Workers at ANZ, along with other major banks, are involved in an unresolved month-long dispute for improved wages and conditions. They are also opposing staff shortages. More than 45,000 workers from three of the country’s major banks went on strike earlier this month and hundreds staged demonstrations outside shareholder annual general meetings in Melbourne and Sydney.

Jupiter Casino workers vote for work agreement

Some 2,000 workers at Jupiter’s Casino, on the Queensland Gold Coast, voted in a secret ballot last weekend to accept an enterprise work agreement after a long-running dispute. Under the agreement, the workers will get a $54 pay rise spread over two and a half years. Workers took strike action early this year and were locked out twice by management for wearing “We want a wage rise” badges to work.

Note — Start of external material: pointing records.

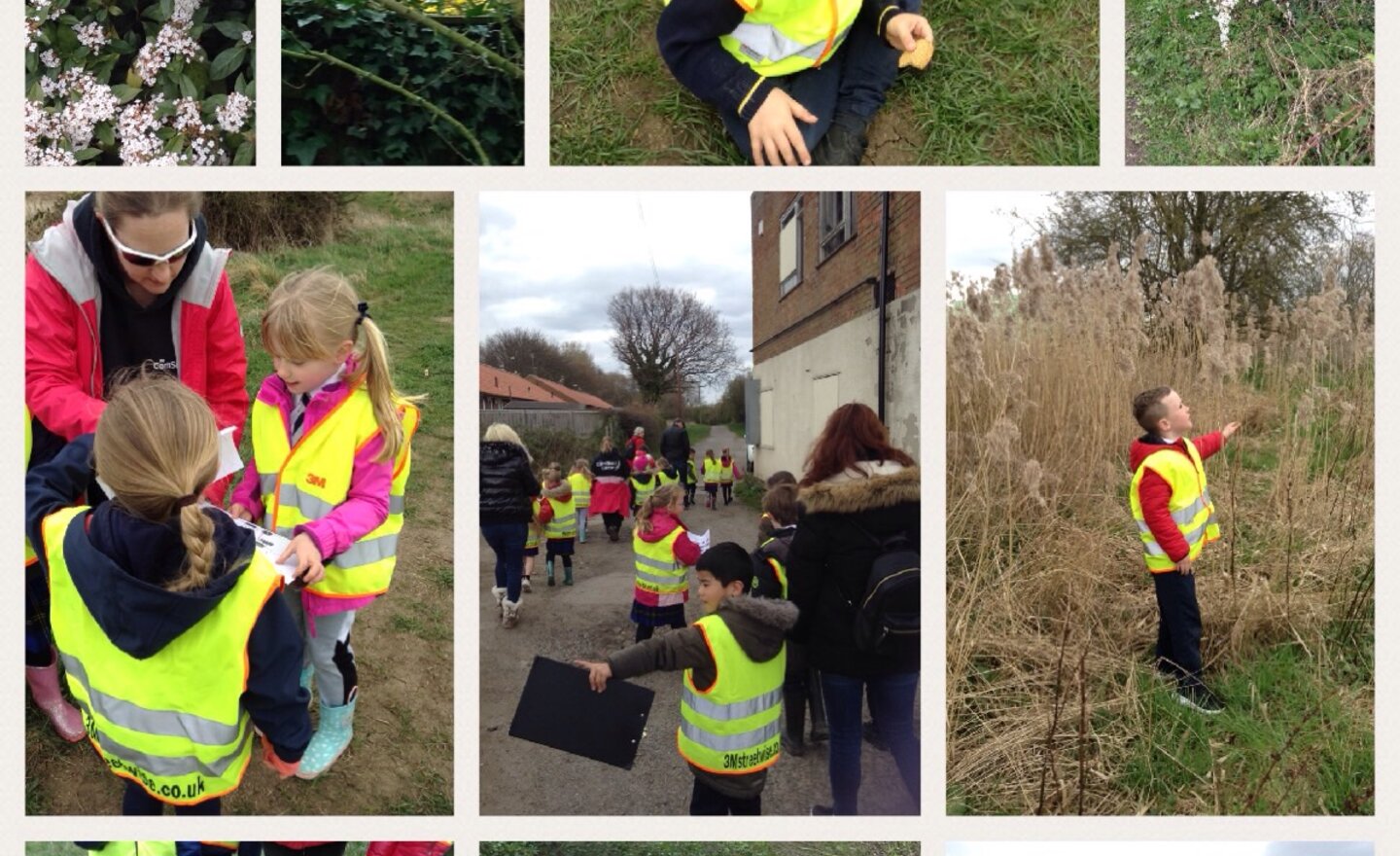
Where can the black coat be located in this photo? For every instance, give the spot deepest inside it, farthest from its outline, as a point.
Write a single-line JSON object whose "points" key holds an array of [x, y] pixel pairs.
{"points": [[508, 483], [830, 559], [675, 446]]}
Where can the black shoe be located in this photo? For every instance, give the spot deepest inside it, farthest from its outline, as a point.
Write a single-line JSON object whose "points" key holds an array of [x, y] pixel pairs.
{"points": [[1200, 699], [843, 145]]}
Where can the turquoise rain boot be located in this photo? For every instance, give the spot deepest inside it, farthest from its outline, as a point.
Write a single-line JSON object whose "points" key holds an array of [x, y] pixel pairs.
{"points": [[331, 738]]}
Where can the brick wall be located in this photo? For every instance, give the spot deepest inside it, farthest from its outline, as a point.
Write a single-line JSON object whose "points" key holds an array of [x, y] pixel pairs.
{"points": [[817, 305]]}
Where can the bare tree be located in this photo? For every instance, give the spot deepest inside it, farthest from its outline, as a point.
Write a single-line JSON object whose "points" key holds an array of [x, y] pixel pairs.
{"points": [[667, 338]]}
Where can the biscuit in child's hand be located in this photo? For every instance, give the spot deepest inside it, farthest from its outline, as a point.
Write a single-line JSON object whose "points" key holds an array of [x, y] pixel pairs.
{"points": [[919, 56]]}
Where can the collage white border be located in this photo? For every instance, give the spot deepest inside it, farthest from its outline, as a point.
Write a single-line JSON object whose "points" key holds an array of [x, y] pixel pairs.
{"points": [[467, 827]]}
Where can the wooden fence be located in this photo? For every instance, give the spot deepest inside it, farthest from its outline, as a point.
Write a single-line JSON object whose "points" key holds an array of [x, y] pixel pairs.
{"points": [[578, 422]]}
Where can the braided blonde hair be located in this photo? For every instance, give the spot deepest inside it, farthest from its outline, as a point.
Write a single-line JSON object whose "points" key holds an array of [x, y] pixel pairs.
{"points": [[158, 447]]}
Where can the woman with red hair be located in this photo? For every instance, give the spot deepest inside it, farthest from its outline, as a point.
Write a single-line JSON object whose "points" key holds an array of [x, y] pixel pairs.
{"points": [[858, 495]]}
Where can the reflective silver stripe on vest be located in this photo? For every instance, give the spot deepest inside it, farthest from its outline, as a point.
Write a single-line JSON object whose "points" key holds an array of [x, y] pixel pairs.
{"points": [[164, 723], [168, 766], [365, 553], [651, 562], [763, 44], [311, 508], [734, 709], [659, 579], [728, 743], [1187, 515]]}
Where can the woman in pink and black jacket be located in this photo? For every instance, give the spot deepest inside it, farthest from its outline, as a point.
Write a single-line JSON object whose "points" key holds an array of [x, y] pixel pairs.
{"points": [[124, 280]]}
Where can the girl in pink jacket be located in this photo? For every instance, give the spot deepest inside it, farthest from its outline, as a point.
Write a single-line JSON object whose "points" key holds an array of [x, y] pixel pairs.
{"points": [[331, 457]]}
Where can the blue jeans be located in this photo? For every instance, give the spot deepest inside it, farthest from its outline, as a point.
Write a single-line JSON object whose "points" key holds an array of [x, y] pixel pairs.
{"points": [[892, 706], [508, 543], [853, 80]]}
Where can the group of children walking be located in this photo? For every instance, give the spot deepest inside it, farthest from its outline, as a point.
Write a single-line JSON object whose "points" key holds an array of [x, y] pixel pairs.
{"points": [[178, 636]]}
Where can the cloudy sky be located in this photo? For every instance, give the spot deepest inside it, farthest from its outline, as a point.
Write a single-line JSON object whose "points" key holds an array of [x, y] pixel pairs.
{"points": [[552, 261], [1160, 848], [986, 228]]}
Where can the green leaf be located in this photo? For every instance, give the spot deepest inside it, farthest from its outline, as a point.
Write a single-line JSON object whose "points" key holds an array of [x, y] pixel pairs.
{"points": [[228, 62], [124, 92], [232, 29]]}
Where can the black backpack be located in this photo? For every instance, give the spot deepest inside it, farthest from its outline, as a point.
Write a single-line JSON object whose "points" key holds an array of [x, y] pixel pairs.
{"points": [[887, 615]]}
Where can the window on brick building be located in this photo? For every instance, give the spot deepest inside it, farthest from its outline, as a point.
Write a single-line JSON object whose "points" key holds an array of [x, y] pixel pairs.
{"points": [[789, 248], [837, 220]]}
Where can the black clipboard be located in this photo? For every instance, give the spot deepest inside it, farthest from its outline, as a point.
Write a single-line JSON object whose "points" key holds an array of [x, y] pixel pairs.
{"points": [[560, 710]]}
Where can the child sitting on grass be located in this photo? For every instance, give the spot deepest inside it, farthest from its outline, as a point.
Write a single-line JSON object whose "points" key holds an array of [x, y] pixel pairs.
{"points": [[795, 82], [1174, 516], [732, 688]]}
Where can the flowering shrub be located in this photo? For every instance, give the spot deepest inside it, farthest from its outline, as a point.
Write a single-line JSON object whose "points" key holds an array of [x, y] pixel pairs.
{"points": [[153, 83]]}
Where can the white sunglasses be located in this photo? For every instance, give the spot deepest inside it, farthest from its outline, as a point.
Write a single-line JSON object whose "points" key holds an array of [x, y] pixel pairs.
{"points": [[147, 260]]}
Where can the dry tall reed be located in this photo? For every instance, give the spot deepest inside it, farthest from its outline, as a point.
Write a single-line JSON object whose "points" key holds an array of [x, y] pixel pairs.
{"points": [[1042, 553]]}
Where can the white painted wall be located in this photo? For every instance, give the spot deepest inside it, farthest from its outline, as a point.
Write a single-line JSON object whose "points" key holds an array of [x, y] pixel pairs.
{"points": [[799, 388]]}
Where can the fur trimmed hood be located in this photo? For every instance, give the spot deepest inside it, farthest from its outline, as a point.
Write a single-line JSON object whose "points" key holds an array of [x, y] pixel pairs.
{"points": [[856, 495]]}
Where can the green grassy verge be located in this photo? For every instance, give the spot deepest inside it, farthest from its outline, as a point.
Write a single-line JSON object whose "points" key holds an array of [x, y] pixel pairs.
{"points": [[1009, 85]]}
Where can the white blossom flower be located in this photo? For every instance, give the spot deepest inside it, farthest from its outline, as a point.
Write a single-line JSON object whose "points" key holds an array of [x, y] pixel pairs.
{"points": [[91, 35], [234, 114]]}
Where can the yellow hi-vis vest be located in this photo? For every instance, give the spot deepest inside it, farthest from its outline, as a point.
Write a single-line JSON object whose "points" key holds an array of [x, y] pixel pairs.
{"points": [[29, 556], [1190, 505], [657, 569], [582, 489], [563, 524], [785, 37], [532, 527], [307, 481], [731, 728], [643, 489], [140, 848], [174, 722]]}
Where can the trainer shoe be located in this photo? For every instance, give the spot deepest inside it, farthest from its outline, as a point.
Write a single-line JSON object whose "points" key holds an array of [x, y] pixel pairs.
{"points": [[1200, 699]]}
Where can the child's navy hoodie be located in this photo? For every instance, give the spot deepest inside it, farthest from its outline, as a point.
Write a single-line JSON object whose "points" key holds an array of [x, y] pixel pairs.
{"points": [[120, 572]]}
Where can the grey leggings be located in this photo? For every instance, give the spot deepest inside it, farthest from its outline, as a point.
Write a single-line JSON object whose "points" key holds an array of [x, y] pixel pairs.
{"points": [[328, 652]]}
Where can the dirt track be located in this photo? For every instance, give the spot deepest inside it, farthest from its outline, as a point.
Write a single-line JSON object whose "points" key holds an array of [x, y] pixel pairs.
{"points": [[588, 621]]}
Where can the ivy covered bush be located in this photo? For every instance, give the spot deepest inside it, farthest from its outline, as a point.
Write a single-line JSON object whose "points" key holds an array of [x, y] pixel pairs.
{"points": [[402, 82], [153, 83]]}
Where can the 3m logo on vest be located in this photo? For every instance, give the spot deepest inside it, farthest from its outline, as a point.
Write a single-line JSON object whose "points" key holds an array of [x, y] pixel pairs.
{"points": [[747, 760]]}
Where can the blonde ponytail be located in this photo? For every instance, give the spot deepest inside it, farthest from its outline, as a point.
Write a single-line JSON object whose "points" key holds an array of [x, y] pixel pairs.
{"points": [[158, 447], [309, 315], [659, 499]]}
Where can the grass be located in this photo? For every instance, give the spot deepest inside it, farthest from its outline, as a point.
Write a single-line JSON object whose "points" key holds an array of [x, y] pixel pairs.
{"points": [[1053, 706], [1278, 94], [1009, 85]]}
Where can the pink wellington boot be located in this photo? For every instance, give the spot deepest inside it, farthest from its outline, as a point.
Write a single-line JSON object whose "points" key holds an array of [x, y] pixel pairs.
{"points": [[44, 686]]}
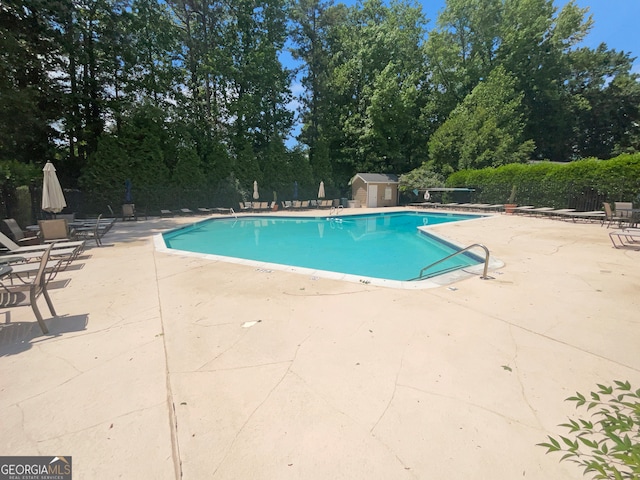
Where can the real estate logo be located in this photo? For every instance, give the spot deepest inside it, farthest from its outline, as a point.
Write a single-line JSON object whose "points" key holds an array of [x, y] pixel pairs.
{"points": [[35, 468]]}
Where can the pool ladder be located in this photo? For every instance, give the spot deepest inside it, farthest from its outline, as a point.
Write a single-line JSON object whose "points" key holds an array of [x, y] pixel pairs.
{"points": [[486, 261], [335, 210]]}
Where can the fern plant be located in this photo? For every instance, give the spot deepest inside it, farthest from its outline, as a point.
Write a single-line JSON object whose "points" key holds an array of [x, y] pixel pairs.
{"points": [[607, 442]]}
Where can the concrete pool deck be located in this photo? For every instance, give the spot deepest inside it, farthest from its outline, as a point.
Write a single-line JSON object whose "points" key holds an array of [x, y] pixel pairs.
{"points": [[166, 366]]}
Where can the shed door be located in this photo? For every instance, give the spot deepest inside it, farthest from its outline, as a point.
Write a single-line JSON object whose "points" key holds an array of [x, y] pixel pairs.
{"points": [[372, 195]]}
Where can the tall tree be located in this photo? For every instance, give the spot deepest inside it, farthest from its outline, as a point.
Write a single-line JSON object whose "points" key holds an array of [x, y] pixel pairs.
{"points": [[29, 95], [312, 20], [606, 99], [484, 130], [377, 90]]}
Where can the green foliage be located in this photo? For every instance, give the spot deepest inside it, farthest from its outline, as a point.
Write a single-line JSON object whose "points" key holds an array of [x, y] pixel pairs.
{"points": [[420, 179], [74, 77], [606, 441], [484, 130], [552, 184], [17, 173]]}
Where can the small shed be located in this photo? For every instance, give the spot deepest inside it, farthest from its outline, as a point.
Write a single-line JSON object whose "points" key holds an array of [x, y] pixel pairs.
{"points": [[375, 189]]}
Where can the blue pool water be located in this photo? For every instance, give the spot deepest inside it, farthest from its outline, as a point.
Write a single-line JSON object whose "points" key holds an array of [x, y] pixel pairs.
{"points": [[385, 245]]}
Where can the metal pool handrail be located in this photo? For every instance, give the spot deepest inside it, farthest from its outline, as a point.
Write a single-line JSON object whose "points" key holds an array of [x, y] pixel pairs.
{"points": [[486, 261]]}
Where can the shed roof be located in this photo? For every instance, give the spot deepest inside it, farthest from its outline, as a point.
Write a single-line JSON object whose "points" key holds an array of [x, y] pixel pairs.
{"points": [[376, 177]]}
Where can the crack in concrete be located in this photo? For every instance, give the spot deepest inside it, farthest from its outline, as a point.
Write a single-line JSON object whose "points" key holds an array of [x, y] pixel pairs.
{"points": [[472, 404], [519, 378], [109, 421], [542, 335], [259, 406]]}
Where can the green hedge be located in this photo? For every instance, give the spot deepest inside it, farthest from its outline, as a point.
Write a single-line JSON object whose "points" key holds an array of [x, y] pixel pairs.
{"points": [[583, 184]]}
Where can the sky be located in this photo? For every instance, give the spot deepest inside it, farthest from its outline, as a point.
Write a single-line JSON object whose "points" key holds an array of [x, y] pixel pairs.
{"points": [[615, 22]]}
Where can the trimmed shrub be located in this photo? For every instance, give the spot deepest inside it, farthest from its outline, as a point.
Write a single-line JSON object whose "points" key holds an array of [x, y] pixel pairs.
{"points": [[583, 184]]}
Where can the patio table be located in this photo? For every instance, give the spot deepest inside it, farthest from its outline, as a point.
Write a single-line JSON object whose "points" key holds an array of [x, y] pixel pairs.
{"points": [[632, 213]]}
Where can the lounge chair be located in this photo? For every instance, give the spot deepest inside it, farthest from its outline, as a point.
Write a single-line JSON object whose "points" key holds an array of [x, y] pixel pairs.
{"points": [[15, 249], [10, 295], [610, 217], [95, 231], [129, 212], [56, 230], [626, 238], [11, 228], [587, 216]]}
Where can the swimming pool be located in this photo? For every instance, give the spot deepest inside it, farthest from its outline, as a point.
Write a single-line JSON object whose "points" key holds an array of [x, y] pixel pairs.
{"points": [[384, 246]]}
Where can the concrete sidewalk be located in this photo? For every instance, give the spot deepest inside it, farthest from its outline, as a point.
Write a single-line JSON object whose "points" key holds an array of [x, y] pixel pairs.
{"points": [[167, 366]]}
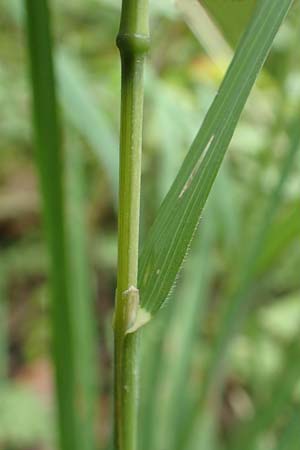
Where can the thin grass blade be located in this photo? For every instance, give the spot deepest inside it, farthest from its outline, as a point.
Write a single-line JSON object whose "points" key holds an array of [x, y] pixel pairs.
{"points": [[49, 162], [173, 229]]}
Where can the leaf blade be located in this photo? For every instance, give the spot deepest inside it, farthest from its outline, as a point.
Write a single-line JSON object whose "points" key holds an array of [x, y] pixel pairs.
{"points": [[173, 229]]}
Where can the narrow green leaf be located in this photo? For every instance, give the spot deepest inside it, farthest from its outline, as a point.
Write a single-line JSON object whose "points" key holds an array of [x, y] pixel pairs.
{"points": [[49, 162], [233, 311], [83, 113], [179, 214], [82, 315]]}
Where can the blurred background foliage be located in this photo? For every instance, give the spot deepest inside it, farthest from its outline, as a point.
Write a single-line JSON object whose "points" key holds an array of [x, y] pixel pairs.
{"points": [[248, 244]]}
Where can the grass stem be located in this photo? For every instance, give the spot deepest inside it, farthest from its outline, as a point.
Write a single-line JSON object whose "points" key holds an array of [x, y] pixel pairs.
{"points": [[133, 43]]}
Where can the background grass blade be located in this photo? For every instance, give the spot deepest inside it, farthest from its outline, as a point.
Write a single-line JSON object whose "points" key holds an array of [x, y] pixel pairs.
{"points": [[171, 234], [234, 310], [82, 315], [231, 17], [49, 161]]}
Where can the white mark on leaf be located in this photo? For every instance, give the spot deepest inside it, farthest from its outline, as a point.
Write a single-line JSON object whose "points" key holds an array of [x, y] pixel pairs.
{"points": [[196, 168]]}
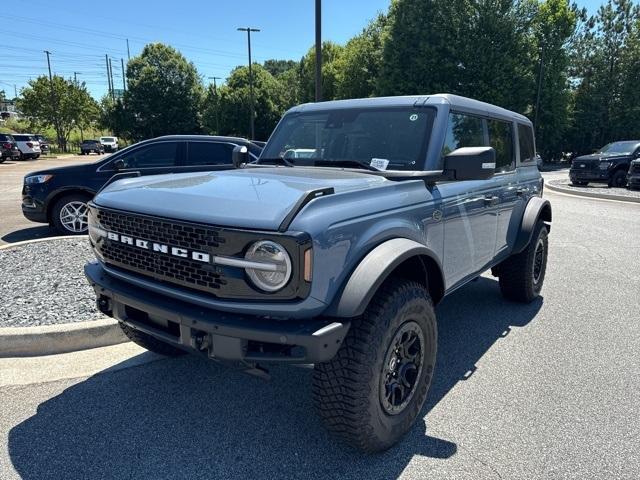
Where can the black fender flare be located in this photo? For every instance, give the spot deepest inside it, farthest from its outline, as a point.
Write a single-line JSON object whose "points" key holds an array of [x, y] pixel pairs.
{"points": [[537, 209], [372, 270]]}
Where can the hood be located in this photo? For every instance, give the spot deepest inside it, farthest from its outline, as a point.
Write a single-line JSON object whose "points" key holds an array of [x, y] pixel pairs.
{"points": [[254, 198]]}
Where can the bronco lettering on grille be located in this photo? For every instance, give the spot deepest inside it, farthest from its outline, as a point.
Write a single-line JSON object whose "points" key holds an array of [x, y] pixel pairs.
{"points": [[160, 247]]}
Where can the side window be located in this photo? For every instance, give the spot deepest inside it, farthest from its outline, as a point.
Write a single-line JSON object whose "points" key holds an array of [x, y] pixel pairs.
{"points": [[525, 140], [463, 131], [159, 155], [209, 153], [501, 139]]}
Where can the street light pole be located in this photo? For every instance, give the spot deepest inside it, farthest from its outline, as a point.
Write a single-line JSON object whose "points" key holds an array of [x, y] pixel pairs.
{"points": [[318, 50], [251, 104], [215, 93]]}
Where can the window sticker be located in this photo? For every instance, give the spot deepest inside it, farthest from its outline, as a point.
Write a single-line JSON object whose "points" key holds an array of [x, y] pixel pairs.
{"points": [[379, 163]]}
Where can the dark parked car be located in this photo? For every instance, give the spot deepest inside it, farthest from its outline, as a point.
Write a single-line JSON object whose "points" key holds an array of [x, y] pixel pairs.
{"points": [[633, 177], [8, 148], [608, 165], [89, 146], [44, 143], [59, 196]]}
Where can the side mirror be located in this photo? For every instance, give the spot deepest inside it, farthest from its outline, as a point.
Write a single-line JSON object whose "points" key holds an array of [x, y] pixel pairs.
{"points": [[240, 156], [471, 163]]}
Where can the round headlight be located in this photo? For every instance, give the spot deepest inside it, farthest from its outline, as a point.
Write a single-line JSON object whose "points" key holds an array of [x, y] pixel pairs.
{"points": [[273, 265]]}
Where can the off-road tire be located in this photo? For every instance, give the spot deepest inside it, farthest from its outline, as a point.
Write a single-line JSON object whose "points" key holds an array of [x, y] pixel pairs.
{"points": [[150, 343], [347, 389], [618, 179], [516, 273]]}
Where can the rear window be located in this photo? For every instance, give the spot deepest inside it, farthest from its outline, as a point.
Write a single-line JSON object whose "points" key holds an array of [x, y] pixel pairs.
{"points": [[209, 153], [525, 140]]}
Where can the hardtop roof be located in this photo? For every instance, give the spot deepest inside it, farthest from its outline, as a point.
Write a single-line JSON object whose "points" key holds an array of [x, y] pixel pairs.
{"points": [[456, 102]]}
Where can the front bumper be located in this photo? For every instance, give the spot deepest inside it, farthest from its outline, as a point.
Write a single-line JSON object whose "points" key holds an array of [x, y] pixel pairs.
{"points": [[589, 175], [222, 335], [633, 181]]}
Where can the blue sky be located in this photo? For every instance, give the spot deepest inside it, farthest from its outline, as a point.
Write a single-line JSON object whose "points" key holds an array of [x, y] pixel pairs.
{"points": [[79, 34]]}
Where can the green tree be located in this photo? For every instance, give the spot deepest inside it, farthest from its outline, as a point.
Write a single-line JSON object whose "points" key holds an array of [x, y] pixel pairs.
{"points": [[234, 110], [600, 77], [69, 106], [330, 54], [359, 64], [164, 94], [553, 26]]}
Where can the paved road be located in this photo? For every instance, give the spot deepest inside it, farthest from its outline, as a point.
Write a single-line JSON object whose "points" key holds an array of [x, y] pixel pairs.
{"points": [[548, 390], [13, 226]]}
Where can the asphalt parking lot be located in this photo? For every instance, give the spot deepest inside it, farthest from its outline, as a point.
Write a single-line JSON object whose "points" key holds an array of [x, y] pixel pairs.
{"points": [[13, 226], [546, 390]]}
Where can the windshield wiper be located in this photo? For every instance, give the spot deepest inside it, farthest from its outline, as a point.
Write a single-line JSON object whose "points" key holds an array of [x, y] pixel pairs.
{"points": [[345, 163], [276, 160]]}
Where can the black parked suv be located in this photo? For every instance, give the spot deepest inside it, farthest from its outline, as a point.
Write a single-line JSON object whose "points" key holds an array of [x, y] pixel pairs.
{"points": [[8, 148], [59, 196], [608, 165], [44, 143], [89, 146], [633, 177]]}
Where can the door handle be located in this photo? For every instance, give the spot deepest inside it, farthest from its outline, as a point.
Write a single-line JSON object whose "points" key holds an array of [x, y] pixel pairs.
{"points": [[491, 200]]}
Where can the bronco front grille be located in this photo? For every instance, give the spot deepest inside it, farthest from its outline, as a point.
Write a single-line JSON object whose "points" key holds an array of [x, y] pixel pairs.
{"points": [[182, 271], [217, 280]]}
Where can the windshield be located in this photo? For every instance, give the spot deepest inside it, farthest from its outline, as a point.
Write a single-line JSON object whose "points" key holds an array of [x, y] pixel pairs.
{"points": [[385, 138], [619, 148]]}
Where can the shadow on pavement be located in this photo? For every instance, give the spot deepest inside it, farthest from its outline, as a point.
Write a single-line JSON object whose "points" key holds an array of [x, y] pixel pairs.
{"points": [[30, 233], [192, 418]]}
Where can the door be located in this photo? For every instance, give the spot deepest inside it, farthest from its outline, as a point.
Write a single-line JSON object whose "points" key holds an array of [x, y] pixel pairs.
{"points": [[469, 207]]}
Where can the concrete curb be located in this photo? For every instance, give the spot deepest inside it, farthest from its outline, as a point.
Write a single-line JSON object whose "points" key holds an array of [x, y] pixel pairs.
{"points": [[605, 196], [36, 240], [63, 338]]}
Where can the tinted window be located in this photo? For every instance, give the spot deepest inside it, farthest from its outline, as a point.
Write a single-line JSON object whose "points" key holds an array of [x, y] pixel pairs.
{"points": [[463, 131], [158, 155], [501, 139], [209, 153], [525, 139]]}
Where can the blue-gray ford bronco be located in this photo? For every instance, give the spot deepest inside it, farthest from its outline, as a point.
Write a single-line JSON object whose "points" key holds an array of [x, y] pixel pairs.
{"points": [[331, 249]]}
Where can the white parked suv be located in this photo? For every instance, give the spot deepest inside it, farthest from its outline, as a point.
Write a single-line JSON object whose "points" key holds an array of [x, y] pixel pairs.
{"points": [[110, 144], [28, 145]]}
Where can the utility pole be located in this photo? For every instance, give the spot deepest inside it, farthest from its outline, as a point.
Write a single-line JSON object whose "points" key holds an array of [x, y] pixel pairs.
{"points": [[54, 103], [124, 85], [113, 89], [251, 104], [215, 93], [106, 59], [318, 50], [539, 93]]}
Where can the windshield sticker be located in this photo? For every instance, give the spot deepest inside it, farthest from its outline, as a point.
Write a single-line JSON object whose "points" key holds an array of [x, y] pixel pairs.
{"points": [[379, 163]]}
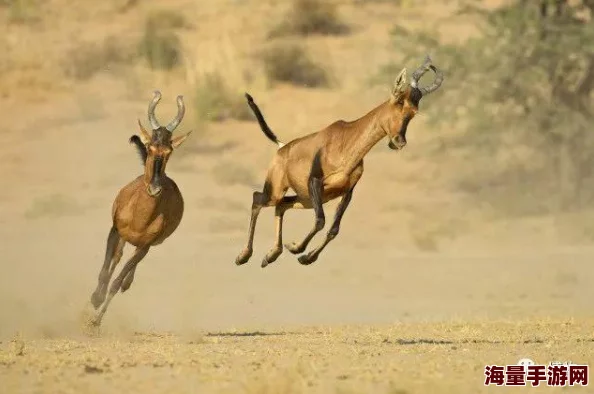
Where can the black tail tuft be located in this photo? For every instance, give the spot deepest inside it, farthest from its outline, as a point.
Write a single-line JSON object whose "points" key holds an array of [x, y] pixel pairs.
{"points": [[263, 125]]}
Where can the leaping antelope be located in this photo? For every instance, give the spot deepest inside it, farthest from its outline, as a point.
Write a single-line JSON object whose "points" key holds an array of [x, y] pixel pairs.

New Zealand radiation therapists plan more strikes

Ninety hospital radiation therapists in Auckland, Hamilton and Palmerston North voted this week to strike again next month as part of an ongoing pay campaign. The therapists will strike from January 14, the third work stoppage in just over two months. Waikato and Auckland union members voted to strike for five days, while those in Palmerston North will be out for two days.

The therapists are demanding a 25 percent rise to stem the flow of qualified workers to better-paid jobs overseas. Several health boards have agreed to the claim, but will not begin payment for two years.